As a gay man, it’s wrong for Phillip Schofield to claim this backlash is homophobic
There are many reasons why Schofield is under fire, but his sexuality isn’t one of them
“Attraction is attraction. It’s no different in the gay world as it is in the heterosexual world or in the lesbian world. There shouldn’t be a difference, this is where homophobia comes in,” Phillip Schofield has today said in his 43 minute long interview with the BBC about what is arguably the biggest scandal in the entertainment industry for years. “We did first meet when he was 15. I visited the drama school [he attended], so yeah, there’s a difference, it’s accepted by Leonardo DiCaprio, but it’s not accepted if it’s in the gay world,” Phillip Schofield continued – and as a fellow member of the same LGBTQ community as Schofe, hearing him shunt some of this backlash as homophobic is hurtful and diminishing to what we go through on a daily basis.
This Pride Month is more important than ever
As a gay man, and I assume Phillip Schofield will know this as well as I do, I can feel it everywhere I go now that homophobic behaviour in this current climate is on the rise. LGBTQ people are on the back foot, as the right continue to pounce on the rights of trans people that’s slowly spilling down to attacking drag queens and major pop stars like Sam Smith for their femininity. I remember how great it felt to be queer through the 2010s as Drag Race got mainstream, high profile celebrities were accepted for being transgender – now it feels like the media are acting like queerness was invented last year and transgender people using the toilets of the gender they identify as is a new request.
This is why it hurts when Phillip Schofield states the backlash to his affair with the young male runner as homophobic. Nobody is resenting what he did because it was with another man – people are angry at the lies, the abuse of power and the age difference.

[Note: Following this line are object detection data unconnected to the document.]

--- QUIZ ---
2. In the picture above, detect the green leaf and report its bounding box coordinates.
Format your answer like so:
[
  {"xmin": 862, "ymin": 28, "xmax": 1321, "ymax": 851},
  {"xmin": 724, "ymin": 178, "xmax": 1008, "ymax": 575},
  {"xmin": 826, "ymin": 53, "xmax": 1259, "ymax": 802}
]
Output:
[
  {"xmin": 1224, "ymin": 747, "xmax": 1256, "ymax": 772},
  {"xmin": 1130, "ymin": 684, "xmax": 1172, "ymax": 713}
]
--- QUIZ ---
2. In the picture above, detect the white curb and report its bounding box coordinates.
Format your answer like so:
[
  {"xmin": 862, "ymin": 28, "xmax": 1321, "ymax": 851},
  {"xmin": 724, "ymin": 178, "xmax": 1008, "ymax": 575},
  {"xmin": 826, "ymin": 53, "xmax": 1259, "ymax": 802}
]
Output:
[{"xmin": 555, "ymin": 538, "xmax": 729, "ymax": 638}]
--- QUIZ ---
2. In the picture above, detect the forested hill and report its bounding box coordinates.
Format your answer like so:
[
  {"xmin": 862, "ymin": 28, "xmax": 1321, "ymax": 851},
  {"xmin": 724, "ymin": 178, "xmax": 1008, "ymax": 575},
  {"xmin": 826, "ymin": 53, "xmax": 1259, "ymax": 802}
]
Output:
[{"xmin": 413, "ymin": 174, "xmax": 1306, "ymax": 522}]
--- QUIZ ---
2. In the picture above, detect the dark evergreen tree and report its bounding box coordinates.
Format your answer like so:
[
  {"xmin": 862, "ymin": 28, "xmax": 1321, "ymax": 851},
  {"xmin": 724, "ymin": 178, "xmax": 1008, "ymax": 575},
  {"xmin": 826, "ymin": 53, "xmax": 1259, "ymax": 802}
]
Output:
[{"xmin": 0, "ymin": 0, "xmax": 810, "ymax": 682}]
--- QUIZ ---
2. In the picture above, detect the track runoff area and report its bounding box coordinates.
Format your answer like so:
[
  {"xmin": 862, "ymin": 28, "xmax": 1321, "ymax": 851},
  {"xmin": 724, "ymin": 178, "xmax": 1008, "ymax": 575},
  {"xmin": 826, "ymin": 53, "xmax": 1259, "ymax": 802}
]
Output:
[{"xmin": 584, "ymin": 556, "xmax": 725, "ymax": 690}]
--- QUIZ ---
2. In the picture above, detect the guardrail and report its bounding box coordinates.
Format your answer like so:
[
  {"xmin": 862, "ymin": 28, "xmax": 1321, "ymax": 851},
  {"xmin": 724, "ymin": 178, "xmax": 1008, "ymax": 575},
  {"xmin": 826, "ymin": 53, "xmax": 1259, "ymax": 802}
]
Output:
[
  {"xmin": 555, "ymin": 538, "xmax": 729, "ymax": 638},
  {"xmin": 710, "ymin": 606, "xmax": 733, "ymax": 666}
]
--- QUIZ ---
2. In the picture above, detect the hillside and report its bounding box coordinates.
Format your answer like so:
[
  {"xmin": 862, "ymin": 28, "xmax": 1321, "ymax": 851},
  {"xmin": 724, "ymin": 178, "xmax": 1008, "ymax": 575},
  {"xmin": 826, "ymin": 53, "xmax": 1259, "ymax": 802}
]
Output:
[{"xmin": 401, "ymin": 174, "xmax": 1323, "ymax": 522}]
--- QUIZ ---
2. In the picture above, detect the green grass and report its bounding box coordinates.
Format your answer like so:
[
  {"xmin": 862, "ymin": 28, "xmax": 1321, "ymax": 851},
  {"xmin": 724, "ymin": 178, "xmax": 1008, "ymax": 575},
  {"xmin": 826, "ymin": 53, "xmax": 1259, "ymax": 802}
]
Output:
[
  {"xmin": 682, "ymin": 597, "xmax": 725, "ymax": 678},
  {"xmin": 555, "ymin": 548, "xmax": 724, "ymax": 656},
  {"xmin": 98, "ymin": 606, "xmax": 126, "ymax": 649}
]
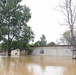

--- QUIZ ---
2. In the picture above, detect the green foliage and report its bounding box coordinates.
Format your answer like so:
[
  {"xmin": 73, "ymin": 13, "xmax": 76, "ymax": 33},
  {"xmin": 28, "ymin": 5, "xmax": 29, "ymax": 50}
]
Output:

Attitudes to age gap relationships are changing
As the world moves on and society evoles, and as younger generations hit their 20s with a different attitude to those before them – it’s easy to observe the general consensus to age gap relationships from people around my age is different to those of ones older than me. Whilst relationships between people between the ages of 18-22 with an older lover in their late 40s, 50s or older are legal, the general attitude is that the older person should know better that sometimes when you’re of the young age you don’t actually know what you want. There was debate and discourse amongst gay circles online recently when a young premiership gay footballer shared details of his relationship with a much older man. The truth is, we’re wise up to how those dalliances made us feel when we were that age.
Because of this, “unwise but not illegal” is not really a good enough reason for people to shrug off their feelings towards Schofield’s confession. From what I’ve seen, this has nothing to do with homophobic attitudes and more to do with people not standing for a relationship that was as inappropriate as it was unprofessional.
Comparisons with Cheryl and Caroline Flack are not right
Alongside the homophobic claims, I’ve noticed comparisons with what Phillip Schofield did to Cheryl’s relationship with Liam Payne and Caroline Flack’s with Harry Styles. It boggles my mind that people are incapable of telling the differences in the power dynamics of these relationships to Schofield. None of these relationships were in secret. There was no sneaking around. It’s not like this is all crumbling around Phillip Schofield because the person in question is another guy – there’s so much more at play.
It hurts me to see someone claim homophobia when a slight look deeper into the situation reveals it’s nothing of the sort.